OM in the News: Retail’s Inventory Woes

New survey findings, reported by Supply & Demand Chain Executive (Feb. 28, 2019), uncover the chronic inventory problems affecting the $1.3 trillion retail industry. The vast majority (87%) of corporate retail professionals report inaccurate inventories are to blame for more lost revenue than theft (13%), and the breadth of the problem is apparent: nearly all (99%) survey respondents admit to some kind of constant inventory problem.

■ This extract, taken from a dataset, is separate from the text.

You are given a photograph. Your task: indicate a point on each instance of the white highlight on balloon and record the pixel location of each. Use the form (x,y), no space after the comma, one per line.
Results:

Despite major spending on inventory management, catastrophic problems remain.
73% state inaccurate inventory forecasting is a constant issue, meaning retailers end up with too much or too little supply to meet demand
66% say price inaccuracy is a consistent issue, which can lead to unbalanced P&L reports
65% report an inability to track inventory through the supply chain, resulting in potential sales lost

Wasted time is wasted profits.
67% of retailers feel that analyzing inventory on store shelves is not an effective use of employees’ time
Data shows that instead of spending time on sales-driven customer service and upselling, the majority of employee time is spent filling out-of-stock holes on shelves (56%) and pulling items forward on shelves (55%)

Automation is the answer.
76% of retailers say the introduction of robots in stores would improve employee productivity
74% said inventory accuracy would improve as a result, while increased profits would be another direct result of introducing in-store robots
A majority (62%) of retailers feel that employees would embrace robots

An interesting class exercise would be to ask students who have worked in retail what their own experiences have been.

Classroom discussion questions:

  1. What are the causes of such inventory “inaccuracies”?
  2. What suggestions does Chapter 12 offer regarding inventory accuracy?